SUMMARY:

Experienced, technological, compliance, governance, privacy, risk, and security professional. Created and implemented information security, data protection, privacy, and compliance strategies to protect information and reduce risk, using tactical skills to reach corporate objectives and create competitive differentiators. Engineered privacy into the SDLC, ensuring all technical control considerations were met. Translation of privacy by design (PbD), privacy engineering, and complex social, legal, and ethical concerns into business and system requirements. Demonstrated ability to work across cultures and geographies, working with senior executives to provide strategic counsel, clearly articulating ideas, successfully managing differing points of view, strengthening relationships, and rapport. Deep knowledge and passion for emerging technology, privacy issues, positions, and trends.

PROFESSIONAL EXPERIENCE:

Data Protection/Classification Program Manager

Confidential

Responsibilities:

• Lead architecting holistic methodologies, policies, procedures, standards, internal procedurals, SharePoint/OneDrive/Team creation, and tracking mechanisms for Enterprise DC and governance.
• Worked with W.R. Berkley's parent company and subsidiaries.
• Constructed the DC/Agile lifecycle program plan, establishing all requirements including scope, requirements, timelines, milestones, development, deliverables, deployment, cost, artifacts, etc. Monitored for task completion.
• Produced and published 2021 DC documentation including guides, departmental and employee FAQs, inventory instructions, plans, and training to ensure users were informed of the current DC effort. Addressed any questions as they arose during and post - training.
• Utilizing my ability to influence without authority, I worked with all employee levels to communicate and deploy the new data classification process mapped to their job functions.
• Collaborating cross-functionally with governance, legal, privacy, information security, software development, and other related business units “BU”, mapped the data classification levels to privacy data elements, required access controls, encryption methodologies, legal, and risk requirements.
• Set classification requirements for the next 12 months, proposing additional translation of practices into official policies and procedures to help mitigate risk while supporting business objectives.
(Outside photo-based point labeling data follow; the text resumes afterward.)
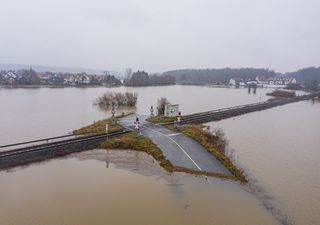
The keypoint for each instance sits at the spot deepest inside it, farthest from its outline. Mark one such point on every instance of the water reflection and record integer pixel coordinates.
(279, 149)
(81, 190)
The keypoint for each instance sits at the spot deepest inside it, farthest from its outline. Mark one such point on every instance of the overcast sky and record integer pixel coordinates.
(161, 35)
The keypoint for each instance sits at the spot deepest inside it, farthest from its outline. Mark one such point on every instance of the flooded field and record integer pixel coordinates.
(45, 112)
(279, 149)
(131, 188)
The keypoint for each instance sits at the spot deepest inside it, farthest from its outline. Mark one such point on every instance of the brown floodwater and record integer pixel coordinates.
(279, 149)
(131, 188)
(45, 112)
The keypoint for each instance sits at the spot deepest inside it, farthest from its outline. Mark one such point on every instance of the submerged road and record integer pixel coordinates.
(177, 148)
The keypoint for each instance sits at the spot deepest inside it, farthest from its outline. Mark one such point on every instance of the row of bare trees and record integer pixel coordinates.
(128, 99)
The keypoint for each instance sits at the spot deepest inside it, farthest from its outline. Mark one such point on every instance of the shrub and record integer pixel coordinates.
(121, 99)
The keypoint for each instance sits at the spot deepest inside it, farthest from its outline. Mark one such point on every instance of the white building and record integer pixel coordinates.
(171, 110)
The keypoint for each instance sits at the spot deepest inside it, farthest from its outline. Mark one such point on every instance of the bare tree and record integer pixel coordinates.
(128, 73)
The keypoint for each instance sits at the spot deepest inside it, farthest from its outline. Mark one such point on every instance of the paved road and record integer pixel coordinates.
(179, 149)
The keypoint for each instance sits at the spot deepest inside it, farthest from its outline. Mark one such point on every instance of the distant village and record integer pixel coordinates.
(28, 77)
(261, 81)
(31, 77)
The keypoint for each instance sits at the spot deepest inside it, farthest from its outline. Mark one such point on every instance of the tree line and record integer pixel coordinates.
(141, 78)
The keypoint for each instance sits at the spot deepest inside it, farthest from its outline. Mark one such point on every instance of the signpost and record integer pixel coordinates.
(113, 112)
(107, 129)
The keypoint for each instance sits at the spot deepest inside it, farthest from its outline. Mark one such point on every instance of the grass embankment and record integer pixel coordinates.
(214, 144)
(131, 142)
(140, 143)
(160, 119)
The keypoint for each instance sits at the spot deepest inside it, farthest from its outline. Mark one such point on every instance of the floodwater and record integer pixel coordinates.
(280, 150)
(83, 189)
(27, 114)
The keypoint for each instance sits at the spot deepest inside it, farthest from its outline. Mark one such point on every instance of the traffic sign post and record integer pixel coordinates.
(107, 129)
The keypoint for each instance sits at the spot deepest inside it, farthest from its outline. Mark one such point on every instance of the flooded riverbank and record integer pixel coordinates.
(279, 150)
(131, 189)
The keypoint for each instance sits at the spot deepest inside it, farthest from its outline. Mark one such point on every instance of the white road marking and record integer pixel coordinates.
(177, 145)
(170, 135)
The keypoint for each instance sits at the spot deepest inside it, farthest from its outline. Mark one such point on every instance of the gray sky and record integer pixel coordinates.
(161, 35)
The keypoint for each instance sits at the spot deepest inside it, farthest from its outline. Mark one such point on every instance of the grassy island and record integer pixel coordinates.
(214, 143)
(140, 143)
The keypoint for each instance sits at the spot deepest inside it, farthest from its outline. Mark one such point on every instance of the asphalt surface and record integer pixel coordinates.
(177, 148)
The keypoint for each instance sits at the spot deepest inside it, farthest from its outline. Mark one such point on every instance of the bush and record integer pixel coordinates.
(121, 99)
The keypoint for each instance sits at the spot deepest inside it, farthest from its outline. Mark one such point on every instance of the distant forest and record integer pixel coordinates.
(306, 75)
(141, 78)
(222, 76)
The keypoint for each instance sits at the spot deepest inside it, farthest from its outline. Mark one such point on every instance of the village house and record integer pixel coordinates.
(10, 78)
(237, 82)
(276, 81)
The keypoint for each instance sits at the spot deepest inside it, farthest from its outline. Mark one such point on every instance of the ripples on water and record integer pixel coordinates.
(279, 149)
(81, 189)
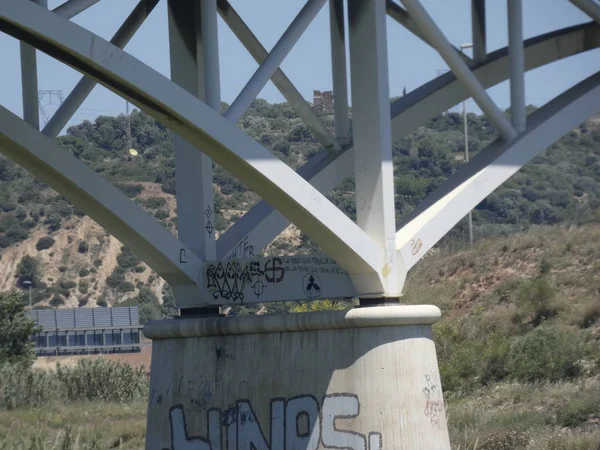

Senior Compliance, Privacy, and Security Lead

Confidential

Responsibilities:

• SME for privacy, compliance, risk, and governance program management services for internal and external clients deploying a variety of international assessments covering relevant privacy, security, and risk frameworks.
• Developed, managed, and executed privacy, security, and security compliance tools to ensure program effectiveness and compliance with developed standards and requirements.
• Working with the client’s internal privacy, legal, development, and engineering teams created roadmaps into actionable guidance and steps towards compliance to meet their obligations under a variety of international laws.
• Drafted data flow maps based on complex systems and processes for international companies documenting how data flows in and out of the organization, at rest and in motion; on-site, and with third parties/vendors.
• Planned, coordinated, and conducted risk assessments for international clients in the areas of data protection, privacy, IT, risk, and security, resulting in gap analysis reports and remediation events.
• Led efforts for cross-mapping international data protection, privacy, and security regulations and best practices: designed and implemented control review assessments to support continuous compliance with security and privacy laws, regulations, policies, and standards.

Interim Privacy Officer

Confidential

Responsibilities:

• Interim Privacy leader of the CCPA/GDPR/HIPAA privacy program rollout for a recently acquired medical devices company.
• Implemented privacy and data protection requirements throughout the medical device SDLC including Software as a Medical Device SaMD .
• Evaluated, updated, and improved internal privacy and security to ensure thorough technological implementation of the data protection program.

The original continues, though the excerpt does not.